A course that ends with 50 passes will, on average have started with 100 students

In fact a) is normally correct but b) is normally not. This has everything to do with the way we reason with so-called prior assumptions (this reasoning lies at the heart of the so-called Bayesian approach to probability).

To understand this fallacy we have to work with an example. The crucial prior knowledge in this case is the so-called ‘distribution’ of student numbers who start courses. Let’s suppose that these are courses in a particular college where the ‘average’ number of students per course is 180. We know that some courses will have more than 180 and some less –the distribution of student numbers looks like this:

This is a bell curve (a so called Normal distribution) whose average (mean) is 180.

Distributions like this are characterised not just by the mean, but also by the so-called ‘variance’, which is how ‘spread out’ the distribution is. The lower the variance the closer most of the data are to the mean. In this example the variance is 1000 which means that about 95% of the data lie within plus or minus 60 of the mean (that is ‘two standard deviations’ where the standard deviation is the square root of the variance).

Because the number of students who pass is influenced by the number who start, we represent this relationship as follows.

As in any model like this (it is a so-called Bayesian net or risk map) we need to define not only the distribution for the node representing ‘number of students starting course (which we have said is a Normal distribution with mean 180 and variance 1000) but also the distribution for the node representing number of students who pass. Since this latter number is dependent on the former what we actually need to define is the so-called conditional distribution. We know that on average the number of students who pass is 0.5 times the number who start. But we cannot say that this is a certain relationship. What we can reasonably say is that the mean of the distribution of the number who pass is 0.5 times the number who start. So, it seems reasonable again to use a Normal distribution whose mean is 0.5 times the number who start. We assume that the variance of this distribution is 500.

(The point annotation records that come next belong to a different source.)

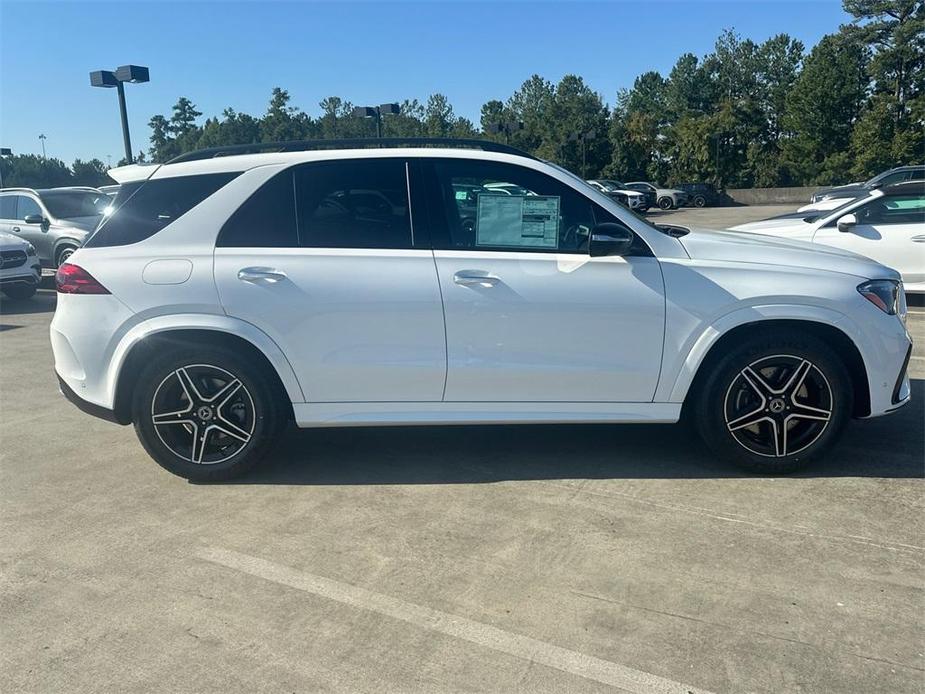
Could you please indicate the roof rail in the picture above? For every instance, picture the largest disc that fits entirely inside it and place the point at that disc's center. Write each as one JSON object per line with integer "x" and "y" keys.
{"x": 356, "y": 143}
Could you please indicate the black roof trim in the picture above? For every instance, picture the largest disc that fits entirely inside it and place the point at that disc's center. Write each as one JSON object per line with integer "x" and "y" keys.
{"x": 905, "y": 188}
{"x": 357, "y": 143}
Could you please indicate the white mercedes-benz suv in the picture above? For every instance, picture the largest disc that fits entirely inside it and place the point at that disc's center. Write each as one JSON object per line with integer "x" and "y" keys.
{"x": 350, "y": 284}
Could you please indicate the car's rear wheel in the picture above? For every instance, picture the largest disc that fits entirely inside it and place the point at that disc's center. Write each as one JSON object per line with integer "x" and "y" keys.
{"x": 19, "y": 291}
{"x": 775, "y": 402}
{"x": 206, "y": 414}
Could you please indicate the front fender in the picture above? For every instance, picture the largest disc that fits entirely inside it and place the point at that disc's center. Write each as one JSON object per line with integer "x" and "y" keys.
{"x": 677, "y": 377}
{"x": 203, "y": 321}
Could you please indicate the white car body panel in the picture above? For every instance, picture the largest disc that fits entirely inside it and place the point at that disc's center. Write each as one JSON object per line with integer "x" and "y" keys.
{"x": 388, "y": 336}
{"x": 899, "y": 246}
{"x": 551, "y": 327}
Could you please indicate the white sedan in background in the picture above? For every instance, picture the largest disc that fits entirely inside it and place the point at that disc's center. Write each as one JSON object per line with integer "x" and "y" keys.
{"x": 887, "y": 224}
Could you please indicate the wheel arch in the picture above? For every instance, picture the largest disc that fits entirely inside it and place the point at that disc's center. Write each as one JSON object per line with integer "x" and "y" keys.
{"x": 828, "y": 333}
{"x": 137, "y": 346}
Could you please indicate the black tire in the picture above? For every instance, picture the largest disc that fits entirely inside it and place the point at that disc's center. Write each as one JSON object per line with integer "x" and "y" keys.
{"x": 63, "y": 254}
{"x": 774, "y": 433}
{"x": 20, "y": 291}
{"x": 255, "y": 409}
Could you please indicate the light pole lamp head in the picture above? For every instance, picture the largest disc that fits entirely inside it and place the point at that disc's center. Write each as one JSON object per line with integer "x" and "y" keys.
{"x": 135, "y": 74}
{"x": 103, "y": 78}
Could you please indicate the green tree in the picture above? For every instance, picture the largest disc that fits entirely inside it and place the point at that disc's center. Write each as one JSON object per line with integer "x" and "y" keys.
{"x": 438, "y": 116}
{"x": 89, "y": 173}
{"x": 892, "y": 129}
{"x": 822, "y": 108}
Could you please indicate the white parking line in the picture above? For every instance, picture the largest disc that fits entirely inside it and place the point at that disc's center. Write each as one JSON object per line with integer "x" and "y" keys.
{"x": 540, "y": 652}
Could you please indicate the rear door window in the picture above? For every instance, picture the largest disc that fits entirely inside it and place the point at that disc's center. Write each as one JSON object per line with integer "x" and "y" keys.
{"x": 266, "y": 219}
{"x": 143, "y": 208}
{"x": 8, "y": 206}
{"x": 354, "y": 203}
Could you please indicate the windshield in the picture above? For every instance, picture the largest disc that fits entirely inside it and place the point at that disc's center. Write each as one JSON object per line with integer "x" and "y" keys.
{"x": 76, "y": 203}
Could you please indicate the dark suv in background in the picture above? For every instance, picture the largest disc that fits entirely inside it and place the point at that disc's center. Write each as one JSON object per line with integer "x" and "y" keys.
{"x": 55, "y": 220}
{"x": 701, "y": 194}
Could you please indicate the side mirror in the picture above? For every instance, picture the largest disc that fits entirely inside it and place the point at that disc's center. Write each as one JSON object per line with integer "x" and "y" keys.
{"x": 846, "y": 223}
{"x": 610, "y": 239}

Thus, if we know that 100 students start the course then the (predicted) distribution for the number who will pass looks like this:

As you would expect the mean of the predicted distribution is about 50.

However, suppose we do not know the number who start but we know that 50 passed a particular course. In this case we use the model to reason backwards and it gives the following result:

Curiously the mean of the predicted distribution for the number who started this course is not 100 but is much higher – it is about 153. This seems to be wrong. But in fact, the fallacy is to assume that the mean should have been 100.

What is happening here is that the model is reasoning about our uncertainty in such a way that our prior assumptions are taken into consideration. Not only do we know that the average number of people who start a course is 180, but we also know that it is very unlikely that fewer than 120 people start a course (there are some such courses but they are rare). On the other hand, while on average a course with, say 150 starters will on average result in 75 passes, about 5% of the time the number of passes will be 50 or lower.

Hence, if we know that there is a very low number, 50, of passes on a course there are two ‘explanations’.

there might have been far fewer students start the course than the 180 we expected

the pass rate for the course might have been far lower than the 50% we expected.

What the model does is shift more on the latter than the former, so it says “I am prepared to believe there were fewer students start this course than expected but the stronger explanation for the low number of passes is that the pass rate was lower than expected”.

This is the Bayesian approach to reasoning. Is it rational? Imagine that, give or take a handful of students, there were always 180 students starting a course. If you discover that only 50 students had passed a course you would have to conclude that a much lower than expected pass rate was to blame. In this extreme case your prior beliefs about the number of starting students is very strong and cannot be shifted by other observations. If you had no such strong beliefs about the number of starting students then everything is different. For example starting with a so-called ‘ignorant’ prior distribution, if we discover 50 students passing a course then the model does indeed conclude that the are most likely to have started with about 100 students:

This type of problem is extremely common. For example, in a real-life project I was involved in we were tackling the problem of attrition rates for classes of military vehicles in combat. On the one hand we needed to know the likely number of vehicles left operational at the end of combat given certain combat scenarios. On the other hand, given a requirement for a minimum number of vehicles to be operational at the end of combat we needed to calculate the minimum number of vehicles to start with. Although the model involved many variables you can think of it in terms exactly like the above model where vehicles at start of combat replaces students at start of course and operational vehicles at end of combat replaces students who pass the course. As in the above example users of the model could not understand why it predicted 50 vehicles at the end of combat given 100 vehicles at the start, yet predicted over 150 vehicles at start given 50 at the end.

Since the prior distribution for vehicles had been provided by the users themselves the model was working correctly, even if it did not produce the results that they felt were ‘sensible’. In this case it was the strength of the prior distribution that the users had to review for correctness.